Forgetting Ourselves on Purpose is not without its weaknesses. At times Mahan's approach seems too inductive. In his desire not to be moralistic or directive, he too often questions his own arguments. One longs for at least a touch of Hewitt's imperiousness. It is also not always entirely clear for whom the book is intended. Mahan occasionally lapses into an academic style that suggests he has let his (self-acknowledged) ambition to be taken seriously get the better of him. And though he writes mostly as a confessional Christian, he sometimes appears to be aiming at a secular audience, perhaps the result of his having taught at a public university. But these are minor complaints. In the face of unrelenting counsel on all sides urging us to indulge our desires for money and influence, it is bracing to hear Mahan telling us to question these desires.
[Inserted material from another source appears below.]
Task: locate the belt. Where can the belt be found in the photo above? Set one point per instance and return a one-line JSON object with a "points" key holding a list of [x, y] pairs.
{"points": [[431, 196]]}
Pretending that we don't have ambitions is useless, and often, like James and John, we have to find out the hard way what Jesus thinks of them. Hewitt would try to put a Christian bridle on them and ride like the wind. Brian Mahan would have us examine them, recognize them for the dangers they are and let God refine them into something more noble and fit for his service. Following Hewitt's script might get you elected anything from bishop to president. Mahan's approach is more profound, more clear-eyed about our true natures and therefore more courageous. It looks a lot more like the gospel.